Bristol-based Dewani is accused of recruiting Tongo within hours of arriving in Cape Town on their honeymoon, tasking him with organising the murder which was disguised as a violent 'carjacking' as the couple were driven on a late-night township tour.
Pleading guilty to kidnapping, robbery, murder and illegal possession of a firearm, Qwabe appeared at the same court two years ago where Dewani is now on trial.
He later gave evidence at the trial of his accomplice Mngeni, which was attended by Mrs Dewani's family, who live in Sweden, and and offered them an apology from the witness box.
'I truly and humbly regret and apologise about what happened to your daughter.
'If ever, or whenever, they can find it in their hearts to forgive me, I'm sorry from the bottom of my heart,' he told them.
Mngeni, who is suffering from untreatable cancer, is believed to be too ill to take the stand.
Shrien and Anni Dewani pictured on South African hotel CCTV On the opening day of Dewani's trial on Monday, the millionaire dramatically admitted he was bisexual and had used male prostitutes.
The businessman confessed to sleeping with Leopold Leisser – nicknamed the German Master – and other escorts he had met online or in gay clubs.
As the parents of his late wife Anni sat yards from him in the packed courtroom, he confessed their daughter had found him intense and controlling and they fought frequently during their 18-month relationship.
But he denied having her shot in a staged carjacking on their Cape Town honeymoon four years ago.
In a statement read by his lawyer, Dewani said: 'I have had sexual interaction with both males and females.
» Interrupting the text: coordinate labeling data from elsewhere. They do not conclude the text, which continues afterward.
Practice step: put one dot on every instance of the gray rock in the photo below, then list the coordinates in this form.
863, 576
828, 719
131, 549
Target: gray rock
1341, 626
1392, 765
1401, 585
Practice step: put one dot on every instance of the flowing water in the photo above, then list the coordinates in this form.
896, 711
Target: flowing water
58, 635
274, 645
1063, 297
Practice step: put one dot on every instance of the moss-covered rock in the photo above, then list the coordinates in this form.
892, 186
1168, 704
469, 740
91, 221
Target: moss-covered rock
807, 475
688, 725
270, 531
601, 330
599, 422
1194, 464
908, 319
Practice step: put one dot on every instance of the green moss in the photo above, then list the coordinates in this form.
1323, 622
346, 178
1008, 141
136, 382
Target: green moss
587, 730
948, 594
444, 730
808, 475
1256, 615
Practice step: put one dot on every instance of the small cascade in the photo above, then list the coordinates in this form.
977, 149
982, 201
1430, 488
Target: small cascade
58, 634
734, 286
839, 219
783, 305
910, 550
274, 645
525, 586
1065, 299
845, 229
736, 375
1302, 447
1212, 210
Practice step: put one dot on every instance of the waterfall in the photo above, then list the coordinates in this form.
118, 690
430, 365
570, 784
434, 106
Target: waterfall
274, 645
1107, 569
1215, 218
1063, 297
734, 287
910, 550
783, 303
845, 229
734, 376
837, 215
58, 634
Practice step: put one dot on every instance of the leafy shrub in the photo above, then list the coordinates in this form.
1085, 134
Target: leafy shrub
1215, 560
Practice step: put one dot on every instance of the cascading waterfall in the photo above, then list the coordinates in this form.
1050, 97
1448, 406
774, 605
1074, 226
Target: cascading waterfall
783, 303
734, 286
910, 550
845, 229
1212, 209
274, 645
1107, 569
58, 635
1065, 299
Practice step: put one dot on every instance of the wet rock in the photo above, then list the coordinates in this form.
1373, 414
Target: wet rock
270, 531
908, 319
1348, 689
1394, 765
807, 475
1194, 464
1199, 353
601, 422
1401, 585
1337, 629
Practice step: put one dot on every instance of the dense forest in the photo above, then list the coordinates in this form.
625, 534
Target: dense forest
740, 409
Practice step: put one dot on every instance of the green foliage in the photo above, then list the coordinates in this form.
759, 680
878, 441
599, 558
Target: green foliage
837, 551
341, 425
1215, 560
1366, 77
I consider myself to be bisexual.'
Dewani suggested the sex with men was merely a question of physical encounters with virtual strangers.
'My sexual interactions with males were mostly physical experiences or email chats with people I met online or in clubs, including prostitutes such as Leopold Leisser,' he said.
'My sexual interactions with females were usually during the course of a relationship which consisted of other activities and emotional attachment.'
Leisser, who is expected to be a prosecution witness, has told how he met the tycoon for drug-fuelled sex games three times during the build-up to the latter's wedding in October 2010.
Dewani, 34, and from Bristol, is said to have begged him to humiliate and racially abuse him.
He told how a few months after meeting his future wife he had testosterone replacement therapy because of 'abnormally low hormone levels' which he was warned might have harmed his chances of fatherhood.
Crime scene: Anni Dewani died from a gunshot to her neck after the taxi (above) that the couple were being driven in was 'carjacked' by two armed men, which prosecutors claimed was orchestrated by her husband
But he insisted he was instantly physically attracted to his wife when they first met in May 2009, and he sensed there was a mutual chemistry.
Swedish-born Anni, 28, was shot in the neck after gunmen stormed the couple's taxi when they visited a township in Cape Town.
Dewani, who took £7,000 cash with him to South Africa, is accused of paying hitmen £1,200 to kill Anni during a fake robbery organised by his taxi driver Zola Tongo.
He insists he had nothing to do with the crime and was ordered out of the car at gunpoint.
Dewani, who is being held at Cape Town's Valkenberg psychiatric hospital, appeared distracted for much of the hearing.
He later bowed his head and wept as footage was shown of his wife's body slumped in the taxi where she was shot.
He spoke only twice – when asked to enter a plea and then to confirm the truth of his statement.
He denied charges of murder, kidnapping, conspiracy to kidnap, robbery with aggravating circumstances and defeating the ends of justice.
Anni's father, Vinod Hindocha, shook as Dewani entered his plea.
Her mother Nilam, 62, brother Anish, 25, uncle Ashok, 53, and cousin Nishma, 25, were also in court.